Trey Lamont’s name is scrawled above the Jerk Shack’s name on his Belltown signage—as in Trey Lamont’s Jerk Shack, as in this isn’t just any restaurant, but his restaurant. In conversation, he’s very clear that this is his food: Caribbean-influenced, intensely flavorful, all made from scratch down to grinding the spices for the jerk rub and churning the ice cream for dessert.

“I love cooking everything,” Lamont says. “I think cooking is one of the most natural things for me—tasting things, smelling things. Some people can hear a song and play it without taking a lesson in their lives.
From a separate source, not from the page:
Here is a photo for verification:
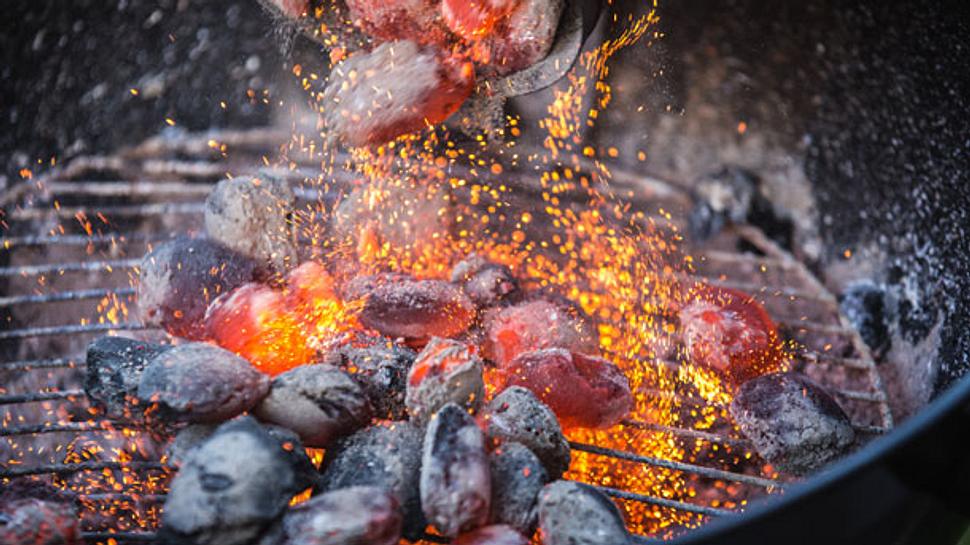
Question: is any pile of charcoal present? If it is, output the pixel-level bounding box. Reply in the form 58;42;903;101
75;171;853;545
75;174;633;545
I think I have the ability to taste something and go and make it.”

The chef, born and raised in Seattle, has been working in kitchens since he was just 14. Yet he didn’t start cooking Caribbean food until he realized how much he missed Caribbean flavors after returning from vacations visiting family on the islands.

First came Papa Bois, a food truck he launched in 2012. Then, the owners of three restaurants/bars (The Innkeeper, Black Bottle and Bar Vacilando) came calling, asking if he’d take over The Innkeeper and infuse the menu with the Caribbean fusion diners love from his food truck. (He’s quick to point out his food is a fusion of the different islands’ cuisines and not Asian fusion, which he often reads in reviews.)
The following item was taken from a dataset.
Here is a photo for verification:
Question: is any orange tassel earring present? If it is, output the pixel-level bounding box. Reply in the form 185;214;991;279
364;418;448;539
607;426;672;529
Crispy fried whitefish is a crowd favorite. Photograph by Alex Crook

He didn’t so much take over The Innkeeper as completely revamp it into the Jerk Shack. The vibe inside is as chill as you’d expect—vibrant with mustard and turquoise to offset the omnipresent Seattle gray—and bigger than the name implies. Cocktails are fruity but pack a powerful punch. Frequently, Lamont himself brings plates to the table. Just don’t ask him what his favorite dishes are: “It’s like choosing between your children!” Diners lean toward the unbattered, spice-rubbed jerk fried chicken ($20), but I loved the fried fillets of whitefish ($17) with plantains most. Don’t miss the dipping sauces—they’re all excellent.